2. in PSQ 96 orifice plates, add the Annealing Buffer that 40 μ l contain 0.5 μ M sequencing primer in advance.
3. use Vertex mixing Sepharose Beads (streptavidin sepharose HP), the Sepharose Beads total amount (every sample 3 μ l) that needs use is transferred in the Eppendorf pipe; In Sepharose Beads, add Binding Buffer, make average each sample that the volume of 40 μ l arranged approximately, the mixture mixing.
4. above mixture is added in the PCR product (40 μ l reaction volume) every sample 40 μ l; With PCR product mixing 5min at normal temperatures, make Beads combine with vitamin H.
5. in Vacuum Prep Workstation, add 180ml high purity water, 70% alcohol, Washing Buffer and Denaturation Buffer in four sample panel successively; Open the pump of Vacuum Prep Workstation, Vacuum Prep Tool is cleaned 30sec in high purity water, then Vacuum Prep Tool is moved on in the PCR plate, grasp Sepharose Beads.
6. pick up the PCR plate, whether most of Beads has been attracted on the Vacuum Prep Tool in inspection; Vacuum Prep Tool is put into 70% ethanol 5sec, move on to 5sec among the Denatureation Buffer then, move on to again among the Washing Buffer and clean 5-10sec; Turn off pump.
7. Vacuum Prep Tool is put into the plate that contains sequencing primer, shake, discharge Sepharose Beads; Use high purity water to clean Vacuum Prep Tool.
PSQ 96 orifice plates that 8. will be placed with sample are heated to 80 ℃ of 2min, and cool to room temperature can carry out the tetra-sodium sequencing reaction again.
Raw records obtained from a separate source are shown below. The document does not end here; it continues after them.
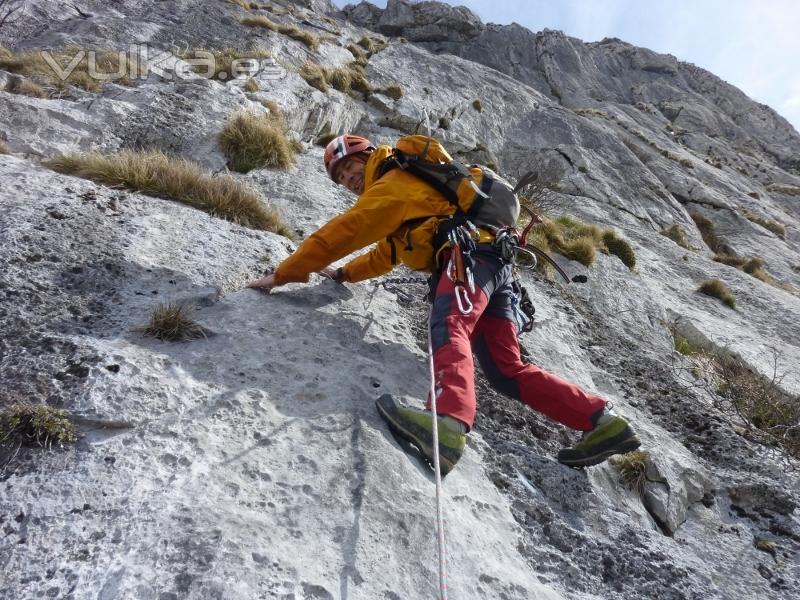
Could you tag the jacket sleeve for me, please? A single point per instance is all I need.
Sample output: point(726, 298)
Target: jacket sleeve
point(376, 214)
point(372, 264)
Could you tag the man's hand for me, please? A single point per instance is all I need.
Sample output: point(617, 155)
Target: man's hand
point(266, 283)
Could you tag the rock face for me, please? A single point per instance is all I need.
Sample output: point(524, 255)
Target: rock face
point(251, 463)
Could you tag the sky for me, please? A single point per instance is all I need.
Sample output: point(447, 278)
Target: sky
point(752, 44)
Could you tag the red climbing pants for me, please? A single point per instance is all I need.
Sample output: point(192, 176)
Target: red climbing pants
point(489, 331)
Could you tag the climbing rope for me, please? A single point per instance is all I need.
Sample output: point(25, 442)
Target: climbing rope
point(438, 473)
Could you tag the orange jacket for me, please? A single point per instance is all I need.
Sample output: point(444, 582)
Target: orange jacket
point(398, 210)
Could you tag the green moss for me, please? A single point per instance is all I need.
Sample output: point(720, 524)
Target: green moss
point(35, 424)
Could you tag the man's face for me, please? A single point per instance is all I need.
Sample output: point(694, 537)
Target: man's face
point(350, 174)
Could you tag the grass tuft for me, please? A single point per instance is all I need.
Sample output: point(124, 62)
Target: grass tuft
point(717, 289)
point(676, 233)
point(252, 141)
point(394, 91)
point(259, 21)
point(33, 65)
point(155, 174)
point(632, 469)
point(24, 87)
point(26, 424)
point(169, 322)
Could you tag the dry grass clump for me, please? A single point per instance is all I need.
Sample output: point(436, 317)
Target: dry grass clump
point(259, 21)
point(783, 188)
point(359, 55)
point(717, 289)
point(108, 64)
point(676, 233)
point(345, 79)
point(223, 59)
point(25, 87)
point(169, 322)
point(632, 469)
point(708, 232)
point(372, 44)
point(252, 141)
point(778, 229)
point(394, 91)
point(155, 174)
point(771, 416)
point(27, 424)
point(251, 85)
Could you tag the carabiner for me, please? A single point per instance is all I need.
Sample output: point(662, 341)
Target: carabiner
point(464, 304)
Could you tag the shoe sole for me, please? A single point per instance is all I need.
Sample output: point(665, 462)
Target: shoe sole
point(628, 445)
point(406, 436)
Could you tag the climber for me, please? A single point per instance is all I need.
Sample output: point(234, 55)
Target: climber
point(403, 214)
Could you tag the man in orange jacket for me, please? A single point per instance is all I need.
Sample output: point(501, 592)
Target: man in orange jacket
point(400, 213)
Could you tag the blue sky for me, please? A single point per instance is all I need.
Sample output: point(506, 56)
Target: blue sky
point(752, 44)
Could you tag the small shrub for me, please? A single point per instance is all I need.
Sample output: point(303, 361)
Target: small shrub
point(395, 92)
point(620, 248)
point(294, 32)
point(717, 289)
point(314, 75)
point(35, 424)
point(251, 85)
point(25, 87)
point(169, 322)
point(632, 469)
point(251, 141)
point(676, 233)
point(259, 21)
point(155, 174)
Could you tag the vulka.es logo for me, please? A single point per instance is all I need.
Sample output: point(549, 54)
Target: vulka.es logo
point(137, 63)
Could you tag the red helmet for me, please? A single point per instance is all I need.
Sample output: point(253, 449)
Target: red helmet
point(342, 147)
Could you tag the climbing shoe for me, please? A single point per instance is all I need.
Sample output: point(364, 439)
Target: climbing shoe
point(611, 435)
point(415, 426)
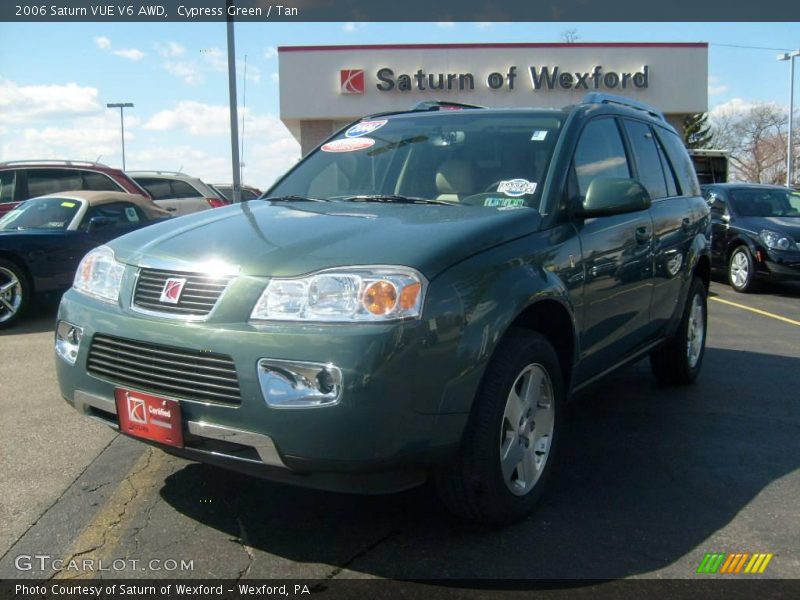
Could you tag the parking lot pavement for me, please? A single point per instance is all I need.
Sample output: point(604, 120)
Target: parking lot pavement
point(649, 480)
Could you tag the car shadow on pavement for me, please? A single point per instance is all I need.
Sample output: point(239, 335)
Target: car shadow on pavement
point(646, 476)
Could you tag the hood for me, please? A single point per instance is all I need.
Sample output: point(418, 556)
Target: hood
point(786, 225)
point(284, 239)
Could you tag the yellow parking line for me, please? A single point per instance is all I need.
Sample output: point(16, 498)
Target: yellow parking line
point(757, 311)
point(104, 532)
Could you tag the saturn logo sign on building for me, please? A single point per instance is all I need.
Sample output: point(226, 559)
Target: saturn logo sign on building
point(352, 81)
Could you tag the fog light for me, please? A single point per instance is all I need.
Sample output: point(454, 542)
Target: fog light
point(68, 341)
point(296, 384)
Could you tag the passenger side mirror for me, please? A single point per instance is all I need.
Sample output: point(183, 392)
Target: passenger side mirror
point(614, 196)
point(99, 223)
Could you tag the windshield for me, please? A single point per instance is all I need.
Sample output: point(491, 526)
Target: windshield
point(495, 160)
point(765, 203)
point(41, 213)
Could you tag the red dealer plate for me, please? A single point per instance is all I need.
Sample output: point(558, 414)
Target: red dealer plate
point(149, 417)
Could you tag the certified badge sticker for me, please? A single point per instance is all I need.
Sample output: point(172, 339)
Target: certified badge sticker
point(364, 128)
point(348, 145)
point(516, 187)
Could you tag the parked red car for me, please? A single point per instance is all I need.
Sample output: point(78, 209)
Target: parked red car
point(23, 179)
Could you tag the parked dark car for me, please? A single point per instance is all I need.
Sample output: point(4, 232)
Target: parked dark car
point(756, 233)
point(43, 240)
point(418, 297)
point(23, 179)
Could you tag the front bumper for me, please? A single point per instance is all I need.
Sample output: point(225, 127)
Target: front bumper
point(383, 435)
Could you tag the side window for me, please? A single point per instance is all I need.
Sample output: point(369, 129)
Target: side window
point(123, 214)
point(600, 153)
point(684, 169)
point(99, 182)
point(181, 189)
point(645, 154)
point(49, 181)
point(158, 188)
point(7, 186)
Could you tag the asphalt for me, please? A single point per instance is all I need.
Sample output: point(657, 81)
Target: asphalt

5. statistics and bioinformatic analysis
All dna methylation chip utilization Illumina BeadArray Reader scan, and all scan images carry out data analysis with Illumina BeadStudio software platform.The fluorescent signal value of each data point representative that methylates comes from (the M that methylates; Methylated) and non-methylating (U, allelotrope unmethylated) is after going background and standardization; Calculate two allelic fluorescent signal ratio: β=[Max (M according to following formula; 0)]/[Max (U, 0)+Max (M, 0)+100].The detection by quantitative value of the specific CpG of β value or MI value (methylation index) representative site methylation level, span is between 0 (not methylating fully) and 1.0 (exhaustive methylations).Bioinformatic analysis adopts R lingware (http://www.r-project.org).At first the MI value of CpG site disappearance being mended is 0, after the CpG site that filters MI value disappearance >=18 examples, adds up to 495 CpG site MI value disappearance >=18 examples among the 33 routine GBM; Research length is organized the difference of patient's dna methylation level lifetime; The limma software package carries out experience Bayes moderated t check in the employing R language; And, be judged to be difference with p<0.05 and have statistical significance with Benjamini and Hochberg method correction p value.Statistical analysis mainly adopts SPSS13.0for Windows software.Respectively organize survival time of patients (total lifetime OS with get nowhere PFS lifetime) difference through Kaplan-Meier survival Analysis check, utilize single argument and multivariate COX regression analysis evaluation mark and/or clinical data the predictive value that methylates patient's prognosis lifetime.All methods of inspection are two-way test, are judged to be difference with p<0.05 and have statistical significance.
6. result
(1) the full genomic methylation chip technology of the distribution situation utilization of the full genomic methylation degree of GBM; This research detects the methylation level (MI value) in 14456 genes, 27578 CpG sites in the 33 routine primary GBM samples altogether; Organize patient's 20 examples (OS<9 month) comprising organizing patient's 13 examples (OS>18 month) long lifetime lifetime with lacking, and select 3 routine normal cerebral tissues as contrast.All patients are operation for the first time, do not accept any treatment before the art, and postoperative all adopts the standard care scheme, i.e. 4-6 course of treatment of synchronous chemicotherapy of TMZ and TMZ NACT.We randomly draw the MI value in a sample and whole all CpG sites of sample analysis from the GBM sample, the distribution situation of the full genomic methylation degree of research GBM.As shown in Figure 1, for CpG site in 20006 CpG islands, CpG site MI value>0.7 of about 74% site MI value<0.3,16%; For CpG site outside 7574 CpG islands, site MI value>0.7 of about 69% site MI value<0.3,20%.The The above results prompting, the hypomethylation state that is in of most genes among the primary GBM only has very little a part of gene the hyper-methylation state to occur; CpG site in the CpG island is in non-methylation state usually, and the incidence that methylates in the CpG site outside the CpG island is higher than the CpG site in the CpG island.Thereby further confirm that primary GBM is the same with other many tumours, have the characteristic of genome hypomethylation and regionality (CpG island) hyper-methylation widely.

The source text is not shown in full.